○○にスコープ 変貌する宮小路・青物町 栄枯盛衰、そしてこれから
大正期から戦後、高度経済成長期にかけて、長きにわたり小田原の繁華街であった宮小路・青物町。バブル崩壊ごろを境に人通りは減る一方だったが、近年になり息を合わせるようにして新しい店舗が続々と出店している。60年間にわたり、同エリアで時代の変遷を見守ってきた伊藤光さん(86)と、現在に至るまでの変遷を辿った。
「肩がぶつかる」
小田原の郷土史を後世に伝える活動をしている小田原史談会によると、同エリアの栄枯盛衰は「芸者の数がバロメーターになる」。大正期の全盛期は100人以上の芸者衆がいて、料亭で来客を楽しませたという。

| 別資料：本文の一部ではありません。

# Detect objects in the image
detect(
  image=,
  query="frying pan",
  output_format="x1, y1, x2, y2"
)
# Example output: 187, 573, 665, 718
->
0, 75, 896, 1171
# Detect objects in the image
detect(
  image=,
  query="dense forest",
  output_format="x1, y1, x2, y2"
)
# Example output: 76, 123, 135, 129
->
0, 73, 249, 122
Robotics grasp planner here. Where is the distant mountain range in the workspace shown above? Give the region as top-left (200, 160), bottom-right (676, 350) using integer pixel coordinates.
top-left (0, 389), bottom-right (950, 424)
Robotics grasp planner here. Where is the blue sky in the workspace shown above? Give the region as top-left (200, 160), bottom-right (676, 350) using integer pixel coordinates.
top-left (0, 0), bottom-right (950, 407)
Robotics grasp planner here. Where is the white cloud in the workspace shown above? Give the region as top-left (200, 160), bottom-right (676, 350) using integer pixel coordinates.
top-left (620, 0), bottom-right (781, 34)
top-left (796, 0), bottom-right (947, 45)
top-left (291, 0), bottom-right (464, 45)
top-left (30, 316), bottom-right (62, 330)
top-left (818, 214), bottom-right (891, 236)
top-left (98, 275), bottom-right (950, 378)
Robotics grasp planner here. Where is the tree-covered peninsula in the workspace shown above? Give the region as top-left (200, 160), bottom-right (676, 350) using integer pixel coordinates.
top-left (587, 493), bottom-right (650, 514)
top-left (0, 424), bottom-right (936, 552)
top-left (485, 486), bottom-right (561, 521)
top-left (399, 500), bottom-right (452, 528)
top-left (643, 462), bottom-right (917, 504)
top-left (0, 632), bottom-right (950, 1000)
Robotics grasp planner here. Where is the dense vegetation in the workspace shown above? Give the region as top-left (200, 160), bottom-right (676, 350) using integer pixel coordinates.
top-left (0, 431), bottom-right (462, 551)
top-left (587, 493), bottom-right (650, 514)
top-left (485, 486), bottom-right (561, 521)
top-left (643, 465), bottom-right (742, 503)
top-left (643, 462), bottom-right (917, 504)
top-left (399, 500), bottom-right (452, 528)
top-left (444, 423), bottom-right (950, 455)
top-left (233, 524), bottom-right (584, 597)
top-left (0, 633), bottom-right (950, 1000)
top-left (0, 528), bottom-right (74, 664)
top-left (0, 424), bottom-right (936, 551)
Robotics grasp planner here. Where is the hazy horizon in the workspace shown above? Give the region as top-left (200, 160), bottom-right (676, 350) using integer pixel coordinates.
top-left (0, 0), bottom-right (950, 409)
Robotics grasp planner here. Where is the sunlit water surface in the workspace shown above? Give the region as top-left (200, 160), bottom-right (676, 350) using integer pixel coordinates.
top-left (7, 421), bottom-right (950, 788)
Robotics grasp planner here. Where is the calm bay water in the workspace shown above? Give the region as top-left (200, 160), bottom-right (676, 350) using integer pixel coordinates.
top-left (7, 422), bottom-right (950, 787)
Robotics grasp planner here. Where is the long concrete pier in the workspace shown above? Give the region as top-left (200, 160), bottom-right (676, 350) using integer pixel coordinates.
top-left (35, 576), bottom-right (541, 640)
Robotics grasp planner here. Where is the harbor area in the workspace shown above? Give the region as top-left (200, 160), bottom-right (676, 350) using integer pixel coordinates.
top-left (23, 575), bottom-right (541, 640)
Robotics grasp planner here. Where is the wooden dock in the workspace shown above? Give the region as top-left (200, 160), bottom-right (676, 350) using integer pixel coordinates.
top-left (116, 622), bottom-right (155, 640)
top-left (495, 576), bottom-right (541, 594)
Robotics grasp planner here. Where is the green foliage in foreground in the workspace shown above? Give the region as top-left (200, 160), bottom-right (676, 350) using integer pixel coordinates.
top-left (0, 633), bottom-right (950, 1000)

娯楽が多様化しキャバレーや映画館など新しい興業が生まれた後も、1950〜60年代までは約50人の芸者が街を歩き、隆盛に花を添えた。
呉服店や小料理屋、スナックやクラブなどが立ち並び、「肩がぶつかるほど」人がひしめき合っていた”良き時代”。商店会ができたのもこの頃という。青物町には70年代にアーケードができ、肉や野菜、洋服などを買い求める人が多く訪れ、商人の街として栄えた。
同エリアには路面電車が走っていたが56年に廃止され、時代は次第に自動車社会に移っていく。67年に西湘バイパスが開通。76年には小田原城近くにあった小田原市役所が現在の荻窪に移転するなど、時を経るにつれて人通りは自然と郊外や駅前に移っていった。
「火が消えた」
伊藤さんは、60年代から同エリアで「流し」を始め、70年代から昨年までラウンジ「ツー・セブン」を経営していた。「殿さまキングス」のボーカルとして一世を風靡した歌手、宮路オサムさんと組んで、デビュー前の下積み時代をともにしたことも。当時は17軒の料亭があり、自作の楽器を携え演奏して回ったという。
今でも料亭の名前と場所を空で言えるほど思い入れが深い。「この街とともに60数年を過ごした。とてもお世話になった」と話す。閉業、あるいは小田原駅前に移転していく店舗を横目に自身は同エリアに残った。そして、「火が消えたように静かになっていった」と変化の様子を語る。
「新しい感覚で」
減少の一途を辿っていた店舗数が、ここ数年で増加しているのは明るい兆し。周辺環境の変化や建物の老朽化などの影響で同エリアの家賃は下落。小田原駅前と比較して、相対的に出店のハードルが下がった。そこに目を付けた個人事業主が個性的なお店を続々と出店し、コアなファンを掴んでいる。スナックやゲストハウス、ジビエ料理、イタリアンワイン、コンセプトバー、ゲイバーなどバリエーション豊かな顔ぶれだ。
11月には新旧の飲食店が参加したはしご酒イベントが開催されるなど店舗同士のつながりも深く、街全体での盛り上がりを見せる。伊藤さんも「街全体が活気づくのは良いこと。昔とは違う新しい感覚で、この街がどう変化していくか興味がある」と期待を寄せる。
今まさに変貌のときを迎える宮小路・青物町。昔を知る人も知らない人も、足を運んでみては。